Difícil, difícil, não é fazer um Cateterismo. Aquilo que eles tinham escrito no texto que me foi entregue na véspera, aconteceu tal e qual, e na conversa com o médico, no meio dos problemas das tensões, também fui sendo avisado das pequenas sensações que iria sentir.
Difícil mesmo é arrancar os pensos quando por baixo temos pêlos. Isso é que é doer a sério.

26 de Mai de 2009

Boletim Clínico (actualização) [32]

Ao fim de 31 dias de cativeiro no Hospital Pulido Valente, os bichinhos estão mortos [acabou-se a Endocardite], a canalização estava desentupida [cateterismo] e agora vou para a recauchutagem.

Mas como a insuficiência aórtica sendo grave, mas não tanto para ter de passar à frente dos que estão na bicha.
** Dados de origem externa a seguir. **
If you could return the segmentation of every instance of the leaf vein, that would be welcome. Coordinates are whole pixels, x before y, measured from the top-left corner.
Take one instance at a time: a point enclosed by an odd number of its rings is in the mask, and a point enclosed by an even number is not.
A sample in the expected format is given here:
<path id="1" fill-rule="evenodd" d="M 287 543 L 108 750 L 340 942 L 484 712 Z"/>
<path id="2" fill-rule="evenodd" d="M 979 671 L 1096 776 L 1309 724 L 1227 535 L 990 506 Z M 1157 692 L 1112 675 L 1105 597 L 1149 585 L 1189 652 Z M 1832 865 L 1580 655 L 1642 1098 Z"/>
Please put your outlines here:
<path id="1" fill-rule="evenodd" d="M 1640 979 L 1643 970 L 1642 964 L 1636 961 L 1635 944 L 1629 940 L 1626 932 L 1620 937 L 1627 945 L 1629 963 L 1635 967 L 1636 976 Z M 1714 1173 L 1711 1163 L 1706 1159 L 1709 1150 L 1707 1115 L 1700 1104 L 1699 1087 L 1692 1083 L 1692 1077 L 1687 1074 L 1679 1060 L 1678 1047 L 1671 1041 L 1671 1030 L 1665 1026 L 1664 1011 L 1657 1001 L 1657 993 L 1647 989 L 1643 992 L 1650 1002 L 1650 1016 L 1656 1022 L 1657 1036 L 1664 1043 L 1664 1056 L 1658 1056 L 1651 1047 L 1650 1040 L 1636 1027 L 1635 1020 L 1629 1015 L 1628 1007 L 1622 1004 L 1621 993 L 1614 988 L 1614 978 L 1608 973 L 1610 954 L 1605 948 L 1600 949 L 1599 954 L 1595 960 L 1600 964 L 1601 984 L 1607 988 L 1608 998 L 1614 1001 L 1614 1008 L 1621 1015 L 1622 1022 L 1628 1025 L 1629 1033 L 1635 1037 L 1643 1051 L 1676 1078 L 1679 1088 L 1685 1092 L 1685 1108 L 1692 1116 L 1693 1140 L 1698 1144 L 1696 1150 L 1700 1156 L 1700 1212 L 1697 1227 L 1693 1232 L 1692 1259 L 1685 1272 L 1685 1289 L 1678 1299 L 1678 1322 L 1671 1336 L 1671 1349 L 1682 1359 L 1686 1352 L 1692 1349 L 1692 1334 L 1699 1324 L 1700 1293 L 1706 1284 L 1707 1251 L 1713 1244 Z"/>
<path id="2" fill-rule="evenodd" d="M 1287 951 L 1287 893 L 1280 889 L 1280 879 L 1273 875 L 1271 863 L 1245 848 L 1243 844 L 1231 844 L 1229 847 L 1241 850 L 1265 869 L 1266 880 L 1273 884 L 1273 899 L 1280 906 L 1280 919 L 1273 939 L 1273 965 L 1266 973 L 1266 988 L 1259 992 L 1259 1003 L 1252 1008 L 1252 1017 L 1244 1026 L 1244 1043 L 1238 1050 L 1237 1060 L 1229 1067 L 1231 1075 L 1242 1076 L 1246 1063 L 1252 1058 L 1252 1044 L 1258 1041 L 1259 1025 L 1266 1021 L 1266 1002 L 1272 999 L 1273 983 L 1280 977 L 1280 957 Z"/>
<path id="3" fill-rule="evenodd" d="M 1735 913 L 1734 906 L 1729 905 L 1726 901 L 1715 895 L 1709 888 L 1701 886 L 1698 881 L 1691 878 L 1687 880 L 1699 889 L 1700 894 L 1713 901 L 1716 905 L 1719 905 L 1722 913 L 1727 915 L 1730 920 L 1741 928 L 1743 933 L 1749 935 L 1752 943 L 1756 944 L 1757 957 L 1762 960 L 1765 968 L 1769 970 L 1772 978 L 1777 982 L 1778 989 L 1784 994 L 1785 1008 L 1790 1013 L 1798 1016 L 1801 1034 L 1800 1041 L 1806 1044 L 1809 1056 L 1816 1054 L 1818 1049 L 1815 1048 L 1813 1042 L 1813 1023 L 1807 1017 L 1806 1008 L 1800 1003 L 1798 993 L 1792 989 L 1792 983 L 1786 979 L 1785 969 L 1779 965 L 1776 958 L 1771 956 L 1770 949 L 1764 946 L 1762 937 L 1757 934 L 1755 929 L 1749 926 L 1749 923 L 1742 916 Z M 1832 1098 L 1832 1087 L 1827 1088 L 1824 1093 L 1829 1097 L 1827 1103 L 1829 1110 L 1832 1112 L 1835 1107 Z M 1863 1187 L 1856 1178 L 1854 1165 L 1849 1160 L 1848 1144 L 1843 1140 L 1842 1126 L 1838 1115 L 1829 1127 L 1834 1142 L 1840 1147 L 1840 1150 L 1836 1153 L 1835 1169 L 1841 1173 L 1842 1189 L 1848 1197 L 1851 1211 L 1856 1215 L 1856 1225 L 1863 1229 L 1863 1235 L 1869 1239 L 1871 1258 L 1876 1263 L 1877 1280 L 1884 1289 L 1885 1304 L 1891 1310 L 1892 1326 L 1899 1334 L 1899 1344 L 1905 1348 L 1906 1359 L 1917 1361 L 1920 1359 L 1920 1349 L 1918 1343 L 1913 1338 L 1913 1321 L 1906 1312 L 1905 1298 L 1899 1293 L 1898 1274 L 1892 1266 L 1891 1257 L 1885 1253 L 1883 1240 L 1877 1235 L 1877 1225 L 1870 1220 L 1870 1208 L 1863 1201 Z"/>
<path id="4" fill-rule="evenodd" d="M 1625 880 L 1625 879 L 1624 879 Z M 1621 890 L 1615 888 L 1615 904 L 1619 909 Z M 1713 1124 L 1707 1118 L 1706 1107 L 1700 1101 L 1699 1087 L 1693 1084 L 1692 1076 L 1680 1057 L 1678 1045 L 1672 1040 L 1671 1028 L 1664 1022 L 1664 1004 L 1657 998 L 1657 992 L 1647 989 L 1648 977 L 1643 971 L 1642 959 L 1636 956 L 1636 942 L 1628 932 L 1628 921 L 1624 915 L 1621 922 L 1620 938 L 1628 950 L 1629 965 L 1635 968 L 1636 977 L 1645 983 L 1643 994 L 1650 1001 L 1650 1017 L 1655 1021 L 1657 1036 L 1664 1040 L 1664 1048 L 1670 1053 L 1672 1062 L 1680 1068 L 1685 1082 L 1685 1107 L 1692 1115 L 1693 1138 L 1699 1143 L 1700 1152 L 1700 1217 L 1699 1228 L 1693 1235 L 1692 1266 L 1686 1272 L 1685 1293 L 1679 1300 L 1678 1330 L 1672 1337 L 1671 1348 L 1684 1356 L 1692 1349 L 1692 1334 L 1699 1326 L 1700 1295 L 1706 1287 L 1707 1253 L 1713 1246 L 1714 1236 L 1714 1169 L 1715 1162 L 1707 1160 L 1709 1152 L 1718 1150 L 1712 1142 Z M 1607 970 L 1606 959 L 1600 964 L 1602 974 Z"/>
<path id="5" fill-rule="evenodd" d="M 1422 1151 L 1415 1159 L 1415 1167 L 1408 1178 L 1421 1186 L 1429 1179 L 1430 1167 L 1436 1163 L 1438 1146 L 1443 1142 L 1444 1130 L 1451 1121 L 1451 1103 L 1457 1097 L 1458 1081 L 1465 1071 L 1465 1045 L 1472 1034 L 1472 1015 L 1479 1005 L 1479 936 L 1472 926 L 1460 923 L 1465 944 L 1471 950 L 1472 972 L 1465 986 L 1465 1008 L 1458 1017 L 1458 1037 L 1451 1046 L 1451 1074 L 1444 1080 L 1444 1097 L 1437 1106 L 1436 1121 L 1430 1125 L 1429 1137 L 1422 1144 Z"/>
Assim deverei ser operado no início de Julho.09.
Assim, faço um intervalo para ir trabalhar a partir de 2ª feira, para que não se sinta a minha ausência nos resultados da EDP.

22 de Mai de 2009

Urgências [31]

Desta vez, e já a partir de casa, aqui vai uma pequena reflexão que as notícias de hoje me sugeriram.
Quando eu comecei a ter febre, há uns meses atrás, apareceu como grande preocupação a questão da eleição pelo Parlamento de um novo Provedor de Justiça, para substituir o, já farto de esperar, Nascimento Rodrigues.
Depois de umas semanas de discussão sobre quem tinha a culpa, e devido à urgência na resolução do assunto, lá se marcaram para hoje, talvez uns dois ou três meses depois a respectiva eleição, após a apresentação de 4 candidaturas, porque os partidos não se entenderam sobre as culpas, e portanto cada um apresentou o seu.
E hoje votaram, e claro cada um votou no seu candidato e portanto não ficou ninguém eleito. Mas como é urgente resolver o assunto, em vez de fazerem nova eleição entre os dois mais votados, meia hora depois, marcaram-se novas eleições para daqui a uma semana.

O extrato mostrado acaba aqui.